Mocking Trump? Not Working, part II


Mocking Trump? Not Working, part II
P. Schultz

            Below is a link to an article in today’s NY Times entitled “Why We Must Make a Mockery of Trump,” by Howard Jacobson. I read it with some disbelief and that disbelief turned to scorn as I thought about Jacobson’s argument. I apologize for the scorn but it cannot be helped. Here’s why.

            Well, if you want to make a mockery of Trump, go right ahead. Only it won’t undermine Trump. Rather, it will only make his stronger.

            Consider what happened when Hillary Clinton labeled a sizeable portion of Trump’s supporters “deplorables.” At best, her charge fell flat and at worst it did more to damage Hillary than it did to damage Trump, except of course for those who already thought of Trump’s supporters as deplorable, thoughtless reactionaries.

            Why didn’t Hillary’s broadside work? Why won’t mocking Trump work? Because both the broadside and the mocking of Trump fail to take account of the fact that both Trump and his supporters, both of whom can be labeled “insurgents,” are responding to a political setting that lends support to their politics because the established political order lacks legitimacy.
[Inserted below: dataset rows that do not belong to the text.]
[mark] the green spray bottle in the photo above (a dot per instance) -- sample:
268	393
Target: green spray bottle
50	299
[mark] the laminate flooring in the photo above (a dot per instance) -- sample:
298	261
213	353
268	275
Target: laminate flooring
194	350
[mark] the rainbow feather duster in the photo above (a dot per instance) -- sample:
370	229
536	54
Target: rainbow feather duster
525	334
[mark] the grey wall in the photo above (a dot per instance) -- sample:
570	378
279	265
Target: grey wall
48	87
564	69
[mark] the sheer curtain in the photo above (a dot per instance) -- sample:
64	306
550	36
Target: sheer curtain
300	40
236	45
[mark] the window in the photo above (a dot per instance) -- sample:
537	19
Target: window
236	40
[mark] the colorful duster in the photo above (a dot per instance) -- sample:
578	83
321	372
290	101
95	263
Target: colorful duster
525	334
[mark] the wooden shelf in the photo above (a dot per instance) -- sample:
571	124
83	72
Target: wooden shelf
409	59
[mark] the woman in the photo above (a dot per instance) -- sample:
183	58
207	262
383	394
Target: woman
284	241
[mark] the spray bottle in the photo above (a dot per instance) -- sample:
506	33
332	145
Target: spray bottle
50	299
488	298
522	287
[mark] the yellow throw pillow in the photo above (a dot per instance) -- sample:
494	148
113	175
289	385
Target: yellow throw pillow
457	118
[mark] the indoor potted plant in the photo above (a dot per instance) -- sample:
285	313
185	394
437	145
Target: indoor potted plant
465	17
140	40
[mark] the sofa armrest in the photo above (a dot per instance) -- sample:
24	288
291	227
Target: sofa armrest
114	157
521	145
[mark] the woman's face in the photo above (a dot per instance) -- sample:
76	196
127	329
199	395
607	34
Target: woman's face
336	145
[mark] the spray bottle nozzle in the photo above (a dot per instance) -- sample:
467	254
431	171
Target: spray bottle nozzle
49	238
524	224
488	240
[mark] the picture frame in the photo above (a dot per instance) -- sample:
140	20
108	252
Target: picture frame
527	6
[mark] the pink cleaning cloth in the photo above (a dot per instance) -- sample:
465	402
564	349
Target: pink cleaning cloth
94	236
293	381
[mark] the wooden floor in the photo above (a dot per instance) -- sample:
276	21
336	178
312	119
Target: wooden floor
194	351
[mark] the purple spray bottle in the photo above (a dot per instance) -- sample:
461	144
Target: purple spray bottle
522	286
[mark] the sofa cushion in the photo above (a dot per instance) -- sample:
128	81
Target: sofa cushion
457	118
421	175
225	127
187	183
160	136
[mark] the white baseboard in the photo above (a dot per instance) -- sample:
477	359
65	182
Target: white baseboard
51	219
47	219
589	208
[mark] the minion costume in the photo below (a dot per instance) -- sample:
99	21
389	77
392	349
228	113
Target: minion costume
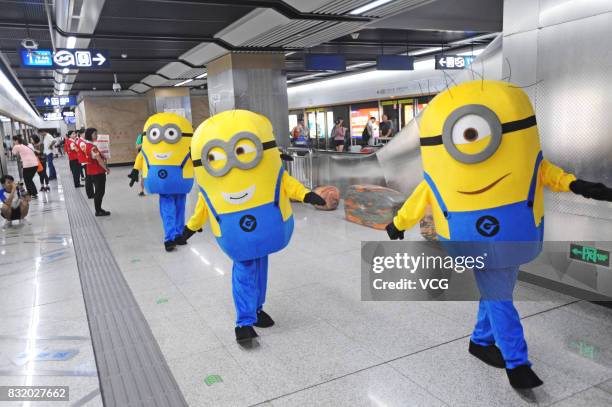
484	179
245	192
167	170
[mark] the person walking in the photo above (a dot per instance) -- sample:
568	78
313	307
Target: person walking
338	134
39	150
71	150
29	163
48	143
82	157
96	169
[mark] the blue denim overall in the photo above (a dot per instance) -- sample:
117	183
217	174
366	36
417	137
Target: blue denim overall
248	237
509	236
168	182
The established political order has lost its claim to legitimacy by virtue of its all-too-obvious flaws and defects.

Simply “dissing” his supporters or mocking Trump gets you nowhere because they are responding to this setting and their response, however unacceptable to many people, is not unwarranted. Some response is needed to replace the now de-legitimized established political order. And if one is content to mock, without offering an alternative to Trump’s politics, then, weirdly enough, this just strengthens the insurgency. They have a politics and all you have is mockery. Guess who wins?

            To defeat insurgents, it is necessary to either co-opt them – as Hillary tried to do with the “Sandernistas” at the Democratic national convention, with only partial success – or to provide a political alternative to their insurgency. Co-optation with the “Trumpsters” won’t work because for them that is surrender. And like any politically committed people, the “Trumpsters” would prefer defeat to surrender because then they can “live to fight another day,” ala’ the Goldwaterites after their crushing defeat in the presidential election of 1964. Remember Ronald Reagan?

            And, apparently, so far the Democrats have no alternative to Trump’s politics or they are unwilling to embrace the alternatives that are available, such as that represented by Sanders and his “Sandernistas.” I suspect it is the latter more than the former. But in any case, this is really too bad because it means that Trump and his followers will continue to occupy the positions of power and all the “dissing” of his followers and the mocking of Trump himself will not unseat them.